COE divulga Plano Estratégico para Combater Epidemia de Chikungunya
O Centro de Operações de Emergências em Saúde Pública (COE), criado pela Prefeitura de Dourados para coordenar o combate à epidemia de Chikungunya na Reserva Indígena e nas áreas urbanas do município, tornou público nesta quinta-feira (23) o Plano de Ação de Incidente para o Enfrentamento da Chikungunya. O documento, que ocupa 36 páginas, contém um conjunto abrangente de medidas essenciais para combater o avanço da doença.
A divulgação deste plano é crucial para consolidar as diretrizes de atuação dos diversos entes envolvidos no enfrentamento da epidemia. Segundo Márcio Figueiredo, secretário municipal de Saúde e coordenador-geral do COE, “o Plano de Ação considera o cenário epidemiológico, que apresenta uma evidência de transmissão sustentada e uma expansão do agravamento da doença, impactando de forma significativa a rede de atenção à saúde, incluindo aumento na demanda por atendimentos e internações, além de uma potencial sobrecarga nos serviços”.
O plano considera também que Dourados abriga uma Reserva Indígena, o que traz especificidades operacionais que exigem uma articulação constante entre a gestão municipal e o Distrito Sanitário Especial Indígena de Mato Grosso do Sul (DSEI-MS), responsáveis por implementar as ações dentro do COE. “Essa integração é vital para garantir a eficácia das medidas propostas, respeitando as particularidades socioculturais e assegurando a equidade no acesso aos serviços de saúde”, complementa Figueiredo.
Com uma abordagem estratégica, o Plano de Ação de Incidente de Dourados é estruturado em eixos que orientam o planejamento, a execução, a monitoração e a avaliação das ações, focando na ampliação da resposta à Chikungunya tanto nas comunidades indígenas quanto na zona urbana. “A estratégia central se baseia na ampliação do acesso, na qualificação da assistência e na redução da morbimortalidade, tendo a Atenção Primária à Saúde como eixo central do cuidado, interligada de forma resolutiva com os outros níveis de atenção”, observa o secretário.

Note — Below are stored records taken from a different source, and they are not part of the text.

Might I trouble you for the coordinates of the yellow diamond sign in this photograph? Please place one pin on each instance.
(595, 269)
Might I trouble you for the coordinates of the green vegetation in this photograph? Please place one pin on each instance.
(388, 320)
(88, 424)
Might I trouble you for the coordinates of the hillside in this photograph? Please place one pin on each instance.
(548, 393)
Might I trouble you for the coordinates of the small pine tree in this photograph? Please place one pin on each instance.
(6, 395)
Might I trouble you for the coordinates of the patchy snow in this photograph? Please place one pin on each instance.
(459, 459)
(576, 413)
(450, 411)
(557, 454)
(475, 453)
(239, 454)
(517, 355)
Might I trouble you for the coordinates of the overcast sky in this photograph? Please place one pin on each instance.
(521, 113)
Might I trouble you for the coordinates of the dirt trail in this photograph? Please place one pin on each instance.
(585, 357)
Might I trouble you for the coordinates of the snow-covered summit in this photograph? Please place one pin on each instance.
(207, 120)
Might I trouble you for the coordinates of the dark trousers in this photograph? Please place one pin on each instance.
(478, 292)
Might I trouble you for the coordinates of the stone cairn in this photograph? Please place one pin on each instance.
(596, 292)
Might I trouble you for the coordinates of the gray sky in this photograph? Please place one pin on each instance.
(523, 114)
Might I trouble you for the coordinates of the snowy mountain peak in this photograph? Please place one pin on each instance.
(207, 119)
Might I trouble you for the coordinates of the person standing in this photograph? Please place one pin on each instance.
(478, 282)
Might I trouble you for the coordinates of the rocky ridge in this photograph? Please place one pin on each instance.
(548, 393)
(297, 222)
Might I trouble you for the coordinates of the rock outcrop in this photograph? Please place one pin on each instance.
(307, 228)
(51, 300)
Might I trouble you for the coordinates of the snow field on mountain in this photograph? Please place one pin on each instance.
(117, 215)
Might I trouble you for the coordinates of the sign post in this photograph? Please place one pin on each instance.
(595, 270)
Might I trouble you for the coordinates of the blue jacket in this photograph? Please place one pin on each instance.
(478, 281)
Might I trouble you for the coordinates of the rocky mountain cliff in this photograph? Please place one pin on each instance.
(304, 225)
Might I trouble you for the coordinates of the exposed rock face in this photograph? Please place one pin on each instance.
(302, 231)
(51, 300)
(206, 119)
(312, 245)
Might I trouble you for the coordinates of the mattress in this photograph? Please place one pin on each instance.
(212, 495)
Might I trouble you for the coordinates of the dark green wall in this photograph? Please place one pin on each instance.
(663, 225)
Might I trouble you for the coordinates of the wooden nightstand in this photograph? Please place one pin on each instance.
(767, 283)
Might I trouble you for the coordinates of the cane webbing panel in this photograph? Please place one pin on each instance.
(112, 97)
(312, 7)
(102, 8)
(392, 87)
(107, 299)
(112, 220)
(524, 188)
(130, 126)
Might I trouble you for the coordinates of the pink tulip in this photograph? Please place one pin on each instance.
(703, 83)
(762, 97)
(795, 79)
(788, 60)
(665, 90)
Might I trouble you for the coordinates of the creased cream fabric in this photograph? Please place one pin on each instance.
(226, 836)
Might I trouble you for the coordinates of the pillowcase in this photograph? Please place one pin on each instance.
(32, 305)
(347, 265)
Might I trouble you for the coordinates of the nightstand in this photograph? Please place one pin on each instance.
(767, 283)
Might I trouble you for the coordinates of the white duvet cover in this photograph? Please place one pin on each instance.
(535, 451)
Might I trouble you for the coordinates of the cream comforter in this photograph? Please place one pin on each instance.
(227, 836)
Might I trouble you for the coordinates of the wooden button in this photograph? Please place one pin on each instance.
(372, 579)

Os eixos estratégicos do plano visam direcionar intervenções prioritárias para a organização da rede assistencial, elevar a capacidade diagnóstica e padronizar os fluxos, garantindo a estratificação de risco, o manejo clínico adequado e o encaminhamento ágil dos casos. Também são considerados fundamentais a integração entre os pontos da Rede de Atenção à Saúde, o contínuo desenvolvimento das equipes e a gestão qualificada da informação como pilares para a tomada de decisão.
O plano propõe uma lógica operacional flexível, fundamentada no monitoramento sistemático do cenário epidemiológico e na adaptabilidade das ações, tornando-se um instrumento estratégico para uma resposta coordenada, eficaz e respaldada por dados. A implementação do Centro de Operações de Emergência em Saúde Pública para o Enfrentamento da Chikungunya (COE-Chikungunya) é uma medida estratégica integrada neste Plano de Ação de Incidente, que almeja reforçar a resposta à emergência em saúde pública provocada pela transmissão do vírus chikungunya.
O Plano de Ação de Incidente para o Enfrentamento da Chikungunya visa garantir a coordenação e a execução eficiente das ações de resposta, utilizando planejamento estratégico, gestão de recursos, monitoramento constante e manejo qualificado da informação. Os desafios consistem em coordenar a governança e articulação institucional, planejar e implementar ações prioritárias, monitorar indicadores e analisar cenários, integrar ações intersetoriais, gerenciar recursos financeiros, contratos e equipes, além de assegurar transparência e suporte logístico-operacional.
O principal objetivo do plano é coordenar a resposta à situação epidemiológica da Chikungunya, atuando na mitigação e na redução da incidência e dos impactos à saúde pública, de maneira integrada e harmonizada nos componentes de assistência e vigilância. Além disso, busca fortalecer a organização da rede de atenção à saúde, em consonância com a vigilância em saúde, visando ampliar a capacidade de resposta técnica, operacional e logística dentro da gestão municipal, assegurando um cuidado integral, oportuno e resolutivo para os indivíduos com suspeita ou confirmação de Chikungunya.